Enron: The Smartest Guys in the Room | documentary 11 of 100

Alex Gibney has quite a pedigree as a filmmaker. He’s been producing or making documentaries since he graduated from Yale. Enron: The Smartest Guys in the Room (2005) was his 8th film or TV series, proving that you don’t have to be an overnight success to be a success. Enron was nominated for an Oscar, and in 2007, Gibney actually won an Oscar with Taxi to the Dark Side (a film I’ll be screening soon).

This film uses lots of news footage to cobble together a difficult, complex story. I doubt I could ever make a film involving this much research – I don’t have the patience for it. They use documents that were probably entered into courtroom cases as evidence, panning through the document Ken Burns style to help explain how Enron went from being the darling of Wall Street to one of the biggest cases of corporate fraud in history.

Simple but creative use of visuals reinforce what the narrator is talking about (yes, of course there is a narrator in this film – how else would you tell such a complex story? I’d love to know, because maybe I’d have liked the film more if they’d found it). For example, there are cutaway shots of paper being shredded while we hear voiceover about how Enron shredded paper. There’s even a cutaway to a Simpsons cartoon that helps explain things (something Al Gore does in An Inconvenient Truth).
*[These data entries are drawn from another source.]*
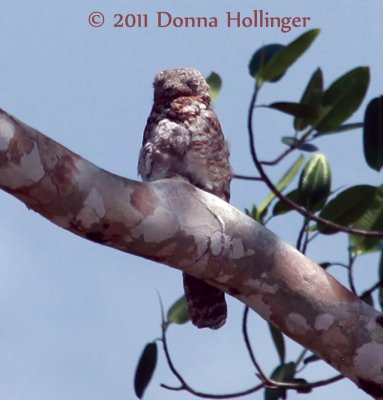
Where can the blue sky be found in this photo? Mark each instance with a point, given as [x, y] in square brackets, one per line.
[74, 315]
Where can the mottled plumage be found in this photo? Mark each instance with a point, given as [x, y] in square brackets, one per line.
[183, 137]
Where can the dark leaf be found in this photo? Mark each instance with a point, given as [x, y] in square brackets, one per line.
[380, 276]
[311, 359]
[292, 142]
[279, 342]
[145, 369]
[347, 206]
[312, 96]
[283, 373]
[278, 65]
[367, 298]
[215, 83]
[325, 265]
[295, 109]
[315, 182]
[262, 57]
[178, 312]
[304, 385]
[342, 99]
[373, 133]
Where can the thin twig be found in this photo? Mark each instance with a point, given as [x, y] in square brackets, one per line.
[185, 386]
[247, 178]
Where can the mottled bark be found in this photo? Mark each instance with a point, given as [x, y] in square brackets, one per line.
[174, 223]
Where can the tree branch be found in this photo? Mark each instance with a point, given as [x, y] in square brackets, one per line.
[172, 222]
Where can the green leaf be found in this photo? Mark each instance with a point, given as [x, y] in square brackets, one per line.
[262, 56]
[286, 179]
[282, 207]
[293, 142]
[312, 96]
[178, 312]
[145, 369]
[341, 129]
[215, 83]
[283, 59]
[295, 109]
[373, 134]
[342, 99]
[315, 182]
[279, 342]
[347, 207]
[371, 219]
[283, 373]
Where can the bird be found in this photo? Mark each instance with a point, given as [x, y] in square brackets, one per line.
[183, 138]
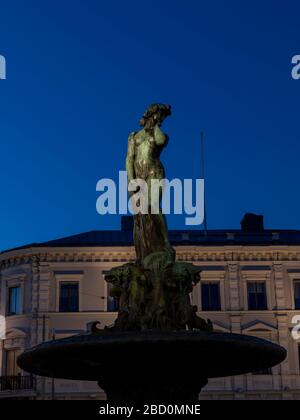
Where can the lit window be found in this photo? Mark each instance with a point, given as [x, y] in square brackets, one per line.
[12, 369]
[211, 297]
[69, 297]
[257, 298]
[112, 302]
[263, 372]
[14, 301]
[297, 294]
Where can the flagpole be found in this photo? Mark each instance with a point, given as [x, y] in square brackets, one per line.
[203, 177]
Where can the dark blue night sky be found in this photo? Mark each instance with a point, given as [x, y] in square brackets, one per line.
[81, 73]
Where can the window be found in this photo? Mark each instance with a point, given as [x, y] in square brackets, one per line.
[112, 302]
[257, 299]
[297, 294]
[263, 372]
[14, 301]
[211, 297]
[69, 297]
[12, 369]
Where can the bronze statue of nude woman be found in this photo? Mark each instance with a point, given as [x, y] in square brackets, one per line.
[143, 162]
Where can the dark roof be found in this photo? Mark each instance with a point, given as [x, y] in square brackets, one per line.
[177, 238]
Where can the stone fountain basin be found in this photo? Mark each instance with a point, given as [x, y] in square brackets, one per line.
[186, 354]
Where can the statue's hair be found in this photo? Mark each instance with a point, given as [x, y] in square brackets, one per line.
[165, 110]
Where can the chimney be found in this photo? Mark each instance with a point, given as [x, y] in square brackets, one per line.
[252, 223]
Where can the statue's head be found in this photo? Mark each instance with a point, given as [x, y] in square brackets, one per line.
[155, 114]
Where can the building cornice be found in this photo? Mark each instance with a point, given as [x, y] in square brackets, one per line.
[203, 254]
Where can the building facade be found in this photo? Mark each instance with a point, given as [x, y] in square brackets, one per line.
[250, 284]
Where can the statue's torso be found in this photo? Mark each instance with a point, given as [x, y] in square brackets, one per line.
[147, 157]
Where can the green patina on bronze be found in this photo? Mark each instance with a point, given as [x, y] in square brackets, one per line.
[154, 293]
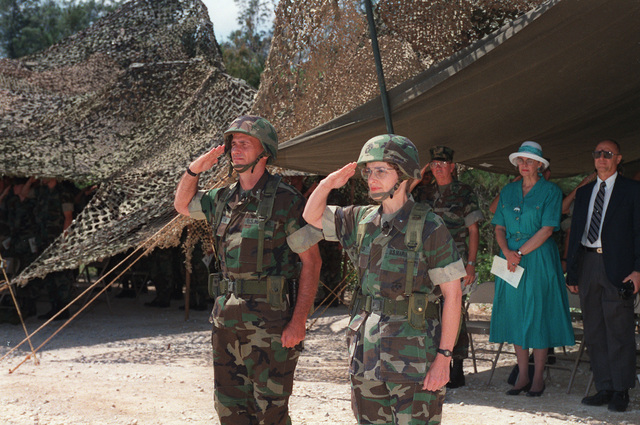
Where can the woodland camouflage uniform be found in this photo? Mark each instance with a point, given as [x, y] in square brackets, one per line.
[253, 372]
[52, 204]
[390, 352]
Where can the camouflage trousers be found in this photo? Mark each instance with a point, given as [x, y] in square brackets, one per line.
[253, 376]
[387, 403]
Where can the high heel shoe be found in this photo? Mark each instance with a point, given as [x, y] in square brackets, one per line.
[536, 393]
[517, 391]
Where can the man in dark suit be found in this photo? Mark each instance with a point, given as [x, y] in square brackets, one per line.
[604, 253]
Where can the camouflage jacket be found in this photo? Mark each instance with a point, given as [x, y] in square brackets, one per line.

I like the use of music to reinforce and subtly make points in this film. Immediately after a historical clip of Ronald Reagan describing the “magic of the marketplace,” we hear “That Old Black Magic” which is a very effective way to subtly call bullshit on Reagan. “Son of a Preacher Man” is a great choice for the background music while narrator introduces us to Enron wonderkid Jeffrey Skilling. The editing is straightforward: begin the sequence with the music at full volume, fade it down to background so we can hear narrator, and keep it playing until the sequence is complete – then just fade it away.

Structurally, this is a straightforward, traditional doc, with heavy use of historical footage, narration, still photos, cutaway shots and b-roll, all supported by interviews with experts and participants, who are all looking slightly off camera. It’s a time-tested formula, so I award no points for inventiveness in how the film is structured.